Exploring strategies for the design of artificial transcription factors: targeting sites proximal to known regulatory regions for the induction of gamma-globin expression and the treatment of sickle cell disease.

Artificial transcription factors can be engineered to interact with specific DNA sequences to modulate endogenous gene expression within cells. A significant hurdle to implementation of this approach is the selection of the appropriate DNA sequence for targeting. We reasoned that a good target site should be located in chromatin, where it is accessible to DNA-binding proteins, and it should be in the close vicinity of known transcriptional regulators of the gene. Here we have explored the efficacy of these criteria to guide our selection of potential regulators of gamma-globin expression. Several zinc finger-based transcriptional activators were designed to target the sites proximal to the -117-position of the gamma-globin promoter. This region is proximal to the binding sites of known and potential natural transcription factors. Design and study of three transcription factors identified the potent transcriptional activator, gg1-VP64-HA. This transcription factor was able to interact directly with the gamma-globin promoter and up-regulate expression of reporter gene constructs as well as the endogenous gene in a selective manner.
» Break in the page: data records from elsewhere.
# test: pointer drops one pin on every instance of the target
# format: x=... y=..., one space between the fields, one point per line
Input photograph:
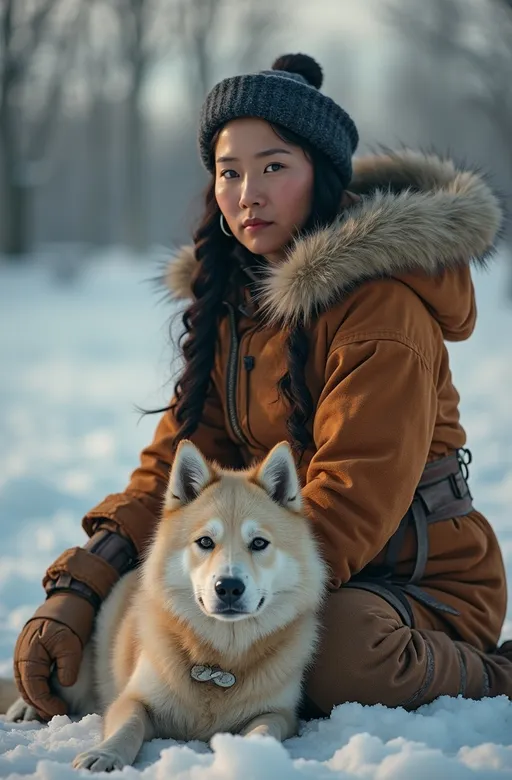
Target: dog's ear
x=277 y=475
x=190 y=474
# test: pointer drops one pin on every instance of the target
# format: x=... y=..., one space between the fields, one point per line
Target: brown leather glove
x=54 y=637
Transfection of a gg1-VP64-HA expression vector or retroviral delivery of this transcription factor into the erythroleukemia cell line K562 resulted in an increase of fetal hemoglobin. The gamma-globin content of cells expressing gg1-vp64-HA showed up to 16-fold higher levels of fetal hemoglobin than the native K562 cell line. These transcriptional activators constitute a novel class of regulators of the globin locus that may be suitable for treatment of diseases arising from mutations in this locus such as sickle cell disease and thalassemic diseases.